Fallorientiert lernen: Aszites

Wenn Flüssigkeit dort im Bauch ist, wo sie nicht hingehört, reden Mediziner von Aszites. Ursache der „Bauchwassersucht“ sind meist chronische Leber- oder Herzerkrankungen oder bösartige Tumoren im Bauchraum. Das Wasser im Bauch muss raus – jedoch nicht zu schnell, da sonst ein Kreislaufschock droht.
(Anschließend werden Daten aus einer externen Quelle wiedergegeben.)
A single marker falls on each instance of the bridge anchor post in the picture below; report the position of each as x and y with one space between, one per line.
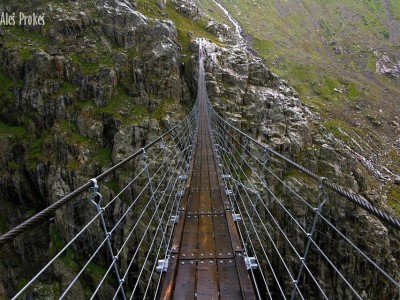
96 200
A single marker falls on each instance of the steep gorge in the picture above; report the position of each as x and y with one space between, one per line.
101 79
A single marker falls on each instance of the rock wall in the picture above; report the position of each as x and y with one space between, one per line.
251 97
96 83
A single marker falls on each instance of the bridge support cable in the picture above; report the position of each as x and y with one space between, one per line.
247 209
253 190
245 160
261 162
134 219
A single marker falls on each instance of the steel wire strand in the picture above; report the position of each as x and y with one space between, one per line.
141 192
143 189
165 233
241 235
108 236
49 211
169 197
252 246
132 230
259 239
253 189
359 251
271 172
302 229
56 256
154 159
144 263
177 200
382 215
344 237
283 207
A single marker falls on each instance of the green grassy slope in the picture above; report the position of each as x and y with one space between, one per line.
297 39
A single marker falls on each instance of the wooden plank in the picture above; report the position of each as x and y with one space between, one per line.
204 202
223 244
176 241
188 246
228 280
205 239
207 280
193 202
244 278
169 279
216 200
185 280
233 232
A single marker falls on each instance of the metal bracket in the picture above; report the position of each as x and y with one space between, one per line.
162 265
236 217
250 262
174 219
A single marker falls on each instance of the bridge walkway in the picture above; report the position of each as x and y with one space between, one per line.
206 255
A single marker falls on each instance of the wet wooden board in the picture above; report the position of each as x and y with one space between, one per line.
244 278
229 287
207 283
185 281
206 242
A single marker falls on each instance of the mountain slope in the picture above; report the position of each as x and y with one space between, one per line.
331 52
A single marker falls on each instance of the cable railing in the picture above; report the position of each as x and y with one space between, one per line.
111 236
307 239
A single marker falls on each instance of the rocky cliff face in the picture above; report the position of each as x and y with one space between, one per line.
251 97
98 81
101 79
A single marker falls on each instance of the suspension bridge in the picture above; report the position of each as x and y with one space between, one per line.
205 211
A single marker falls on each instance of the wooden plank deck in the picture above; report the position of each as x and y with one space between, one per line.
206 244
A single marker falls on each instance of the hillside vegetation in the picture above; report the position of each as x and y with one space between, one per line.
328 51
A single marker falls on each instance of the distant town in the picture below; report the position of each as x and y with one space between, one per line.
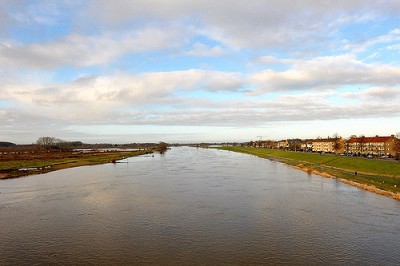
371 146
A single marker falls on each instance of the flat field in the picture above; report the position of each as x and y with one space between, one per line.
22 163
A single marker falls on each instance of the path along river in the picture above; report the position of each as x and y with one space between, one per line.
194 206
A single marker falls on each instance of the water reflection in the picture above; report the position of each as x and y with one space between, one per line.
194 206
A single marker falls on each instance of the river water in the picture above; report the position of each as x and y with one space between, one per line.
194 206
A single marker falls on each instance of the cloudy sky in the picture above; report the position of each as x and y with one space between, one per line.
126 71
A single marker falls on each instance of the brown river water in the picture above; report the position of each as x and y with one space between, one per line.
194 207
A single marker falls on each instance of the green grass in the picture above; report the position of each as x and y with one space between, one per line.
379 173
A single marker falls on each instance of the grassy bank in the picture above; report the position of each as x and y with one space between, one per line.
379 176
30 164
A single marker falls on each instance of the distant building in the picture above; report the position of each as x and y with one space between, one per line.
329 145
306 145
283 144
372 145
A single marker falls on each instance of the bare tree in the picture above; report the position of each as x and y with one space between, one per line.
48 142
397 144
162 147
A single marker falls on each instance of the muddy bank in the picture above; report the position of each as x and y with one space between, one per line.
366 187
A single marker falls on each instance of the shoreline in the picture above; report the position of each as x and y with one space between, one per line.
366 187
39 166
343 175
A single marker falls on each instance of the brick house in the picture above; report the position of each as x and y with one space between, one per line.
328 145
372 145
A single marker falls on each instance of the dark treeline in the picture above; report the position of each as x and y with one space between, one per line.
56 144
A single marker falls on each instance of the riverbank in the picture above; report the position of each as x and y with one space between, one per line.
23 164
381 177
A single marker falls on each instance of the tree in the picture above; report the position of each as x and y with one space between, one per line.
162 147
49 142
397 143
6 144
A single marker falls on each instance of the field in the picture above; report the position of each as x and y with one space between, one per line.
370 174
21 163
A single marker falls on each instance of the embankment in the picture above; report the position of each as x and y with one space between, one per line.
23 164
378 176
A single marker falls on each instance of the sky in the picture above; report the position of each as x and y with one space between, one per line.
185 71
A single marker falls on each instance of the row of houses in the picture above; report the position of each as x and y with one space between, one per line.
376 146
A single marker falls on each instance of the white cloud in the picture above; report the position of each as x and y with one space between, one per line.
259 24
202 50
83 51
329 72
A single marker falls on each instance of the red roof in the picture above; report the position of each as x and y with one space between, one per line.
369 139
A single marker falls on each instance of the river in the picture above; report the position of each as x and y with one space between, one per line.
194 206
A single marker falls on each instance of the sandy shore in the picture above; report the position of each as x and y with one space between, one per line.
366 187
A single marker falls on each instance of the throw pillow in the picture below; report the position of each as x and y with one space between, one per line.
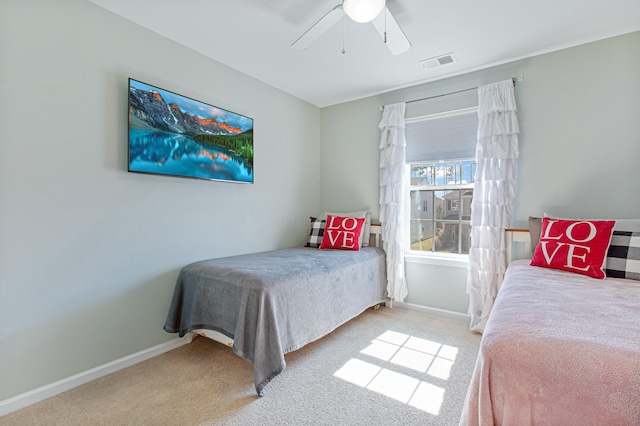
316 233
366 230
578 246
623 257
342 233
535 228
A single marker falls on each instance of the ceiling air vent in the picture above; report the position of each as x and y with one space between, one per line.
449 58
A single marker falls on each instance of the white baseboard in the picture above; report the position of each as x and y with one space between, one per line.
40 394
434 311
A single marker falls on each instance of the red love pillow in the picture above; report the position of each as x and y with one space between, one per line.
578 246
342 233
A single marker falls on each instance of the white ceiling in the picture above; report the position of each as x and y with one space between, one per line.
253 36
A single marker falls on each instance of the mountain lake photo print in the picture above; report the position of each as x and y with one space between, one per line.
174 135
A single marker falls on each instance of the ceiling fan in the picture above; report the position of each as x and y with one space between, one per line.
374 11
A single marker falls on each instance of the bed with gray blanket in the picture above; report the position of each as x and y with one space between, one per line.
275 302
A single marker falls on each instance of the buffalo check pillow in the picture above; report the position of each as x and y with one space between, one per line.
342 233
316 233
623 257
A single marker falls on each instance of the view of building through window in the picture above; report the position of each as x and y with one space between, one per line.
440 198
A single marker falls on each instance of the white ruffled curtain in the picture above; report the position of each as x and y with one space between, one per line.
493 194
392 159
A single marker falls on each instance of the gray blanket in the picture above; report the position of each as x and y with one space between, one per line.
275 302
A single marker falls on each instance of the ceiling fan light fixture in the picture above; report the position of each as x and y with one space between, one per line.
363 10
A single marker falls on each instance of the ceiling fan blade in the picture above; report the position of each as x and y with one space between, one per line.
319 28
396 41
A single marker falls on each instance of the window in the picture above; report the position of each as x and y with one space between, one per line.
440 185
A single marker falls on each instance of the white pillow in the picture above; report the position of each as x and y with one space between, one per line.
366 230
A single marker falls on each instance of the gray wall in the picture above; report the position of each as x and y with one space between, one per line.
89 253
579 113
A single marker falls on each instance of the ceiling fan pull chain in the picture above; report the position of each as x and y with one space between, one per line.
344 26
385 22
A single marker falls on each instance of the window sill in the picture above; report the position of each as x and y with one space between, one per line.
452 260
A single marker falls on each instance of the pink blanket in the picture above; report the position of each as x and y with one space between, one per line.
558 349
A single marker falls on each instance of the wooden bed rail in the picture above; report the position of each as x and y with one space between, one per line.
516 236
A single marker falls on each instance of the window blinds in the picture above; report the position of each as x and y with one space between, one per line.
442 137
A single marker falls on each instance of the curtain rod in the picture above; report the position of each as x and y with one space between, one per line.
513 79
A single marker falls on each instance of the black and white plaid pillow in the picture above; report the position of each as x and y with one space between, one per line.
623 257
317 232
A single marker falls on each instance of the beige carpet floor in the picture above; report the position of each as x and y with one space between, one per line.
388 367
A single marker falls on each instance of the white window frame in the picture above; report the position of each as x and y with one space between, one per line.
427 257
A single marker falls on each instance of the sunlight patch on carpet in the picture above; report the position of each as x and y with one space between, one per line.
401 350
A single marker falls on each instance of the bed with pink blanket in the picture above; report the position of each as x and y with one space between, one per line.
559 349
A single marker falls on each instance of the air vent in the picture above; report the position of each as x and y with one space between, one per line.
438 61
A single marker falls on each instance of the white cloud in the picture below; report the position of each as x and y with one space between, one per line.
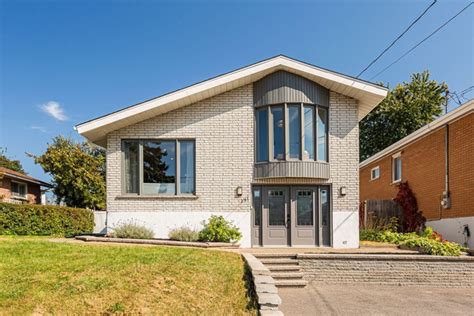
53 108
39 128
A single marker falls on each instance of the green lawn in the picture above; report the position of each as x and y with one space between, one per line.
42 277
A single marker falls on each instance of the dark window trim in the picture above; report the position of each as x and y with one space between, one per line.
286 129
140 164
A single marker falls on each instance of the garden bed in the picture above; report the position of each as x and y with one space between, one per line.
159 242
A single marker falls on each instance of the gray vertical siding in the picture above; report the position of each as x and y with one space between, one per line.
285 87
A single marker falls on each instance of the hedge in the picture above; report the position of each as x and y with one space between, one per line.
44 220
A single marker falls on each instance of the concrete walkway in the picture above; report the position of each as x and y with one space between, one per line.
320 299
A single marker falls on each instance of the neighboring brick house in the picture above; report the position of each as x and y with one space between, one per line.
442 180
16 187
272 146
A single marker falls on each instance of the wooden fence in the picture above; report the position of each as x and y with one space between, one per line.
379 210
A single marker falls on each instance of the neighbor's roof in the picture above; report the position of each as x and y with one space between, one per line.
448 118
368 94
21 176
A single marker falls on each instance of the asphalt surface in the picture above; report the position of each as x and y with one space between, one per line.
319 299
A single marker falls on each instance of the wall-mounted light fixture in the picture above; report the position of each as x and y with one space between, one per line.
238 191
343 191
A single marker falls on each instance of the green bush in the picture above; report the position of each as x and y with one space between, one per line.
184 234
218 229
132 230
428 241
44 220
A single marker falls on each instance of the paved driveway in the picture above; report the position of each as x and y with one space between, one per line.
317 299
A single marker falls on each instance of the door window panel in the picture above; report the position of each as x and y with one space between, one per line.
304 208
276 208
257 205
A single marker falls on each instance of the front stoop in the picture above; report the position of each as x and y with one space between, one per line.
265 289
284 268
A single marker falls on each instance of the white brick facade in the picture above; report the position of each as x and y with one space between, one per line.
223 127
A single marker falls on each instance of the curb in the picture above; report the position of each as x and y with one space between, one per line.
264 285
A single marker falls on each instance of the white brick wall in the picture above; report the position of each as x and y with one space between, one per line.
224 133
223 129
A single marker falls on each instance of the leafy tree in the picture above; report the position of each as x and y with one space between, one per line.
11 164
406 108
78 171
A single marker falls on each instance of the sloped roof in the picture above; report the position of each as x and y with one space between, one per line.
22 176
459 112
368 94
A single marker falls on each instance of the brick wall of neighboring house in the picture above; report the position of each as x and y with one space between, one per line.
423 166
34 191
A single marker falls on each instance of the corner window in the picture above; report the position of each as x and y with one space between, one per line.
375 173
396 168
19 189
292 132
158 167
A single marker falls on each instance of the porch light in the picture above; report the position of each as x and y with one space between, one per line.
343 191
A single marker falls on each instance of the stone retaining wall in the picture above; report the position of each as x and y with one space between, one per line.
388 269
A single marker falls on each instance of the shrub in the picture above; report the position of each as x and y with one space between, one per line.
132 230
184 234
428 241
44 220
219 229
412 219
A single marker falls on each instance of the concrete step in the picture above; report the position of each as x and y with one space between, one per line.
287 275
280 261
291 283
283 268
275 255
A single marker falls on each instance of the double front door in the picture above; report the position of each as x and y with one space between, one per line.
291 216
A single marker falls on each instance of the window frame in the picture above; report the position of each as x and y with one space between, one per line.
394 165
140 167
17 195
286 149
371 173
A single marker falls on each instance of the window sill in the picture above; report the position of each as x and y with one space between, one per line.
157 197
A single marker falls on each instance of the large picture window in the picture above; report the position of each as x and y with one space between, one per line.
156 167
292 132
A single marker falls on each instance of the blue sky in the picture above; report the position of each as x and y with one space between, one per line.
64 62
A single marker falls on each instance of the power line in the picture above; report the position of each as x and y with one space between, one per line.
399 36
421 42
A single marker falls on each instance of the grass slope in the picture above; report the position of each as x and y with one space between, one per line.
38 276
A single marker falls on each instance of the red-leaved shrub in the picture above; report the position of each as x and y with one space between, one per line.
412 220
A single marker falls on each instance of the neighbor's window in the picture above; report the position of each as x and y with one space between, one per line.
19 189
161 167
375 173
296 131
397 168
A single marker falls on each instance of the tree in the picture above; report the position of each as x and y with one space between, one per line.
406 108
78 171
9 163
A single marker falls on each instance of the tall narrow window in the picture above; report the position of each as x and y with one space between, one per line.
294 128
159 167
278 133
186 158
322 135
308 152
397 168
262 134
131 167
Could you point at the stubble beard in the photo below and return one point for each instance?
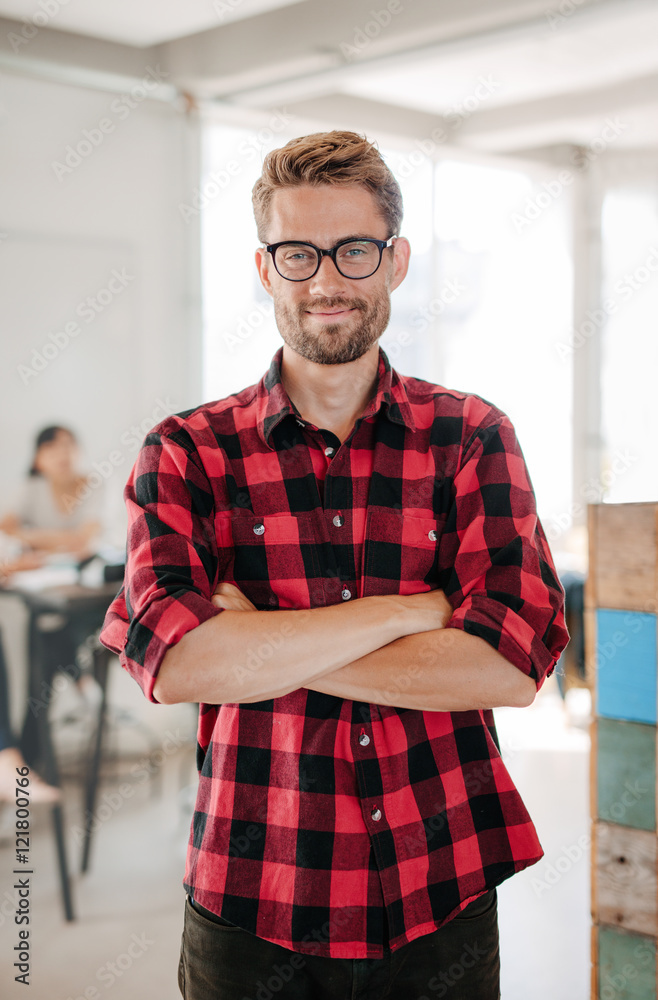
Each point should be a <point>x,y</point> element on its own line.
<point>333,344</point>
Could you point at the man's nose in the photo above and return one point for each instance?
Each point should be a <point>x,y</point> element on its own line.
<point>327,280</point>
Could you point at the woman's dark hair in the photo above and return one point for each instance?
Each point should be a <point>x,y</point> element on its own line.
<point>45,436</point>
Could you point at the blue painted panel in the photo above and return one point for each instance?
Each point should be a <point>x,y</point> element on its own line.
<point>626,665</point>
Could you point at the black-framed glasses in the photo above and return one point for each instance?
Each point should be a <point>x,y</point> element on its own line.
<point>296,260</point>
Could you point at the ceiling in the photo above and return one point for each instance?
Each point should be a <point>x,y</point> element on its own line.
<point>510,76</point>
<point>149,22</point>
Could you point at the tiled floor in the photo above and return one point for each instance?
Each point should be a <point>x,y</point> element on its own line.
<point>125,942</point>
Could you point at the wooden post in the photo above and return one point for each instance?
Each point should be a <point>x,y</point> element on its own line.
<point>621,638</point>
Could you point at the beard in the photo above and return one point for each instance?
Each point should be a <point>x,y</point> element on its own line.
<point>334,343</point>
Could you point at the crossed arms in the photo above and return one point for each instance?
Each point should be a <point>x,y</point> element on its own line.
<point>383,650</point>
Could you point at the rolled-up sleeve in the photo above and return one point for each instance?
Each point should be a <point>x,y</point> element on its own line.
<point>171,564</point>
<point>499,573</point>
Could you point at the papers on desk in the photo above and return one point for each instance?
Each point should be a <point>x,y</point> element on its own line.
<point>44,577</point>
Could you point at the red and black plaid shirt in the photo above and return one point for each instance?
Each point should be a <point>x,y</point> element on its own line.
<point>330,826</point>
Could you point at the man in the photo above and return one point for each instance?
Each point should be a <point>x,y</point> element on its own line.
<point>344,566</point>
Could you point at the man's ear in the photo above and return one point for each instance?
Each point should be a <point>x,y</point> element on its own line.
<point>263,263</point>
<point>401,254</point>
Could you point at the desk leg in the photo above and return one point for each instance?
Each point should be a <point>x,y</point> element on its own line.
<point>50,771</point>
<point>101,663</point>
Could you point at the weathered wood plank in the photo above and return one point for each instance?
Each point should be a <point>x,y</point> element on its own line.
<point>627,966</point>
<point>625,755</point>
<point>626,665</point>
<point>625,862</point>
<point>623,539</point>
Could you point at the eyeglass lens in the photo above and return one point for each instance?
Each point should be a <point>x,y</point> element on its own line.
<point>358,259</point>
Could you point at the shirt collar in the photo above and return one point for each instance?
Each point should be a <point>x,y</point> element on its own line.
<point>273,403</point>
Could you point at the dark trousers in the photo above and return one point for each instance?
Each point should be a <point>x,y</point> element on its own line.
<point>460,961</point>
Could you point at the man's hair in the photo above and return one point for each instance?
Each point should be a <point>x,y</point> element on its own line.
<point>328,158</point>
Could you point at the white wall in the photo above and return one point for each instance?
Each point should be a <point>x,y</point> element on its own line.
<point>62,235</point>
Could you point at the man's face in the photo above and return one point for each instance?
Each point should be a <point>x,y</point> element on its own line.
<point>330,319</point>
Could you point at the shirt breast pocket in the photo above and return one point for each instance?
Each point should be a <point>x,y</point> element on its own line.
<point>400,552</point>
<point>275,559</point>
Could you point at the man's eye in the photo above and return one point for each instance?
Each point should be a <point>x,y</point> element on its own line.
<point>293,255</point>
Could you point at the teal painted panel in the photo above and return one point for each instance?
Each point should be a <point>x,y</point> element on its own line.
<point>626,773</point>
<point>627,966</point>
<point>626,665</point>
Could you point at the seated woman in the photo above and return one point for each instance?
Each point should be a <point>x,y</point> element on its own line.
<point>58,512</point>
<point>58,509</point>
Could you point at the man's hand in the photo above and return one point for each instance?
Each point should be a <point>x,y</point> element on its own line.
<point>432,603</point>
<point>230,598</point>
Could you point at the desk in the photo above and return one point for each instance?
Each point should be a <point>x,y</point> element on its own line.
<point>82,605</point>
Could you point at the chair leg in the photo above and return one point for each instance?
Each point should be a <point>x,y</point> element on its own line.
<point>50,771</point>
<point>58,826</point>
<point>101,663</point>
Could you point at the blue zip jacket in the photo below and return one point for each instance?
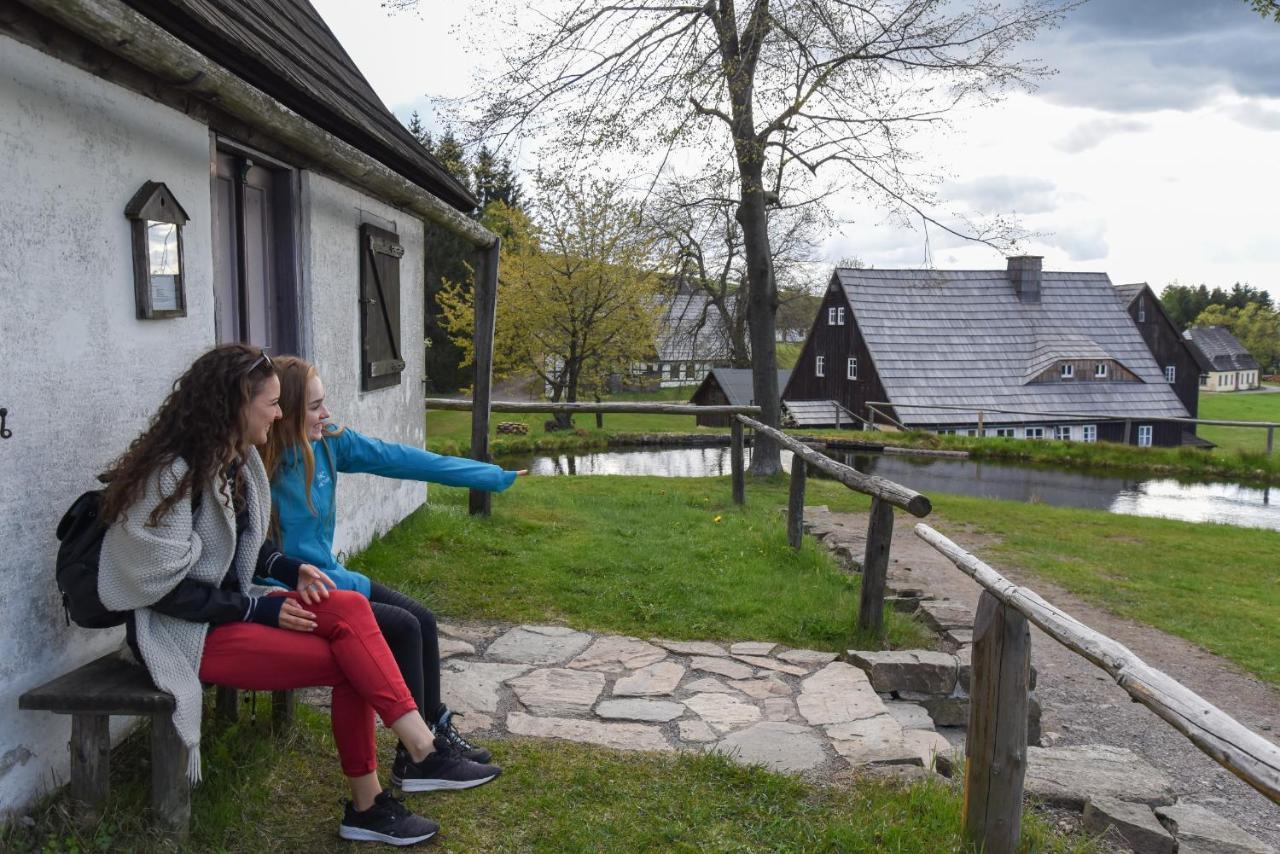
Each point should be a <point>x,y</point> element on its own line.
<point>307,535</point>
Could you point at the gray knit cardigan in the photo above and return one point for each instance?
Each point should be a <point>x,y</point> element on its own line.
<point>141,563</point>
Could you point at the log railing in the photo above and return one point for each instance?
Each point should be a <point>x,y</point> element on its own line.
<point>885,494</point>
<point>1001,660</point>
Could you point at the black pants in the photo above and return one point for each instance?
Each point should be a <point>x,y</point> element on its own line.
<point>411,635</point>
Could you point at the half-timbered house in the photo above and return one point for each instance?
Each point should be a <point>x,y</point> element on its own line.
<point>1016,352</point>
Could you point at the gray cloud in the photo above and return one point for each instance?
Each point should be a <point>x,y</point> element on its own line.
<point>1138,55</point>
<point>1097,131</point>
<point>1005,193</point>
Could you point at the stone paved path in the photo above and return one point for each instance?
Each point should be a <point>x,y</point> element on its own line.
<point>796,711</point>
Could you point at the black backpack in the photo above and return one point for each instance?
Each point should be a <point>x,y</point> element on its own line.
<point>81,533</point>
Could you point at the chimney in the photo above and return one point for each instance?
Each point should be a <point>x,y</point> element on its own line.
<point>1024,272</point>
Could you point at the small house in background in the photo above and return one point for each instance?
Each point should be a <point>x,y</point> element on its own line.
<point>727,387</point>
<point>944,348</point>
<point>1183,364</point>
<point>178,174</point>
<point>1230,366</point>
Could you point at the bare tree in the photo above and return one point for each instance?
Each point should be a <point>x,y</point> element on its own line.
<point>818,85</point>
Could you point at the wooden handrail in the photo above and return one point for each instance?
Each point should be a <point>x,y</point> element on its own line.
<point>1229,743</point>
<point>652,407</point>
<point>886,491</point>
Gewichtszunahme durch gynäkologischen Tumor

„Auch das noch“, dachte Dr. Christine Ahrens, als die Allgemeinärztin ihre Praxis betrat. Das Wartezimmer war bereits um halb acht überfüllt. Zudem hatte sie Frau Breitner erkannt. Gleich als Erste kam die 55-Jährige zu ihr in die Sprechstunde. Wie jedes Mal lamentierte sie über ihr Gewicht. „Dr. Ahrens, ich habe schon wieder zugenommen“, klagte die pummelige Dame, „meine Röcke passen mir überhaupt nicht mehr! Dabei habe ich nicht mehr gegessen als sonst. Vielleicht liegt es an meinem Stuhlgang – ich habe ständig Verstopfung in letzter Zeit.“ Dr. Ahrens stutzte. Das klang doch anders als sonst. „Ich bin auch häufig so müde“, berichtete die 55-Jährige weiter, „und manchmal spüre ich ein ganz komisches Druckgefühl im Bauch, nicht direkt Schmerzen, aber es drückt halt.“ Frau Breitner musste wirklich zugenommen haben, der Bund des Rockes zeichnete sich deutlich in der Bauchhaut ab. Das gesamte Abdomen schien Dr. Ahrens vorgewölbt. Vorsichtig tastete sie alle vier Quadranten des Bauches ab. Schmerzen hatte Frau Breitner dabei keine. Im linken Unterbauch meinte die Ärztin einen Widerstand zu spüren. „Ich möchte mir ihren Bauch einmal von innen anschauen“, erklärte sie ihrer Patientin und holte das Ultraschallgerät.

Auf dem Flur stieß sie fast mit einem jungen Mann in frisch gebügeltem weißen Kittel zusammen. Stimmt, der neue Famulant wollte heute ja kommen! „Schon mal geschallt?“, fragte sie den Studenten. Sebastian Döbler folgte der Ärztin in das Behandlungszimmer. Fasziniert blickte er auf den Schirm. „Was ist denn das Schwarze dort?“, erkundigte er sich. „Das ist freie Flüssigkeit im Bauchraum. Die gehört dort eigentlich nicht hin. Wir Mediziner nennen das Aszites, andere sagen Bauchwassersucht dazu.“ Dr. Ahrens hielt den Schallkopf auf den linken Unterbauch. Dort sah sie etwas, was ihr gar nicht gefiel: Am linken Ovar klebte ein etwa 6 cm großes, zystisches Gebilde. „Ich fürchte, Sie haben eine Veränderung an Ihrem linken Eierstock“, erklärte sie der Patientin. „Mein Kollege wird Ihnen Blut abnehmen. Ich würde Ihnen dringend empfehlen, Ihren Frauenarzt aufzusuchen.“ Sebastian war ganz erschrocken. Aber die Frau sah doch eigentlich ganz gesund aus?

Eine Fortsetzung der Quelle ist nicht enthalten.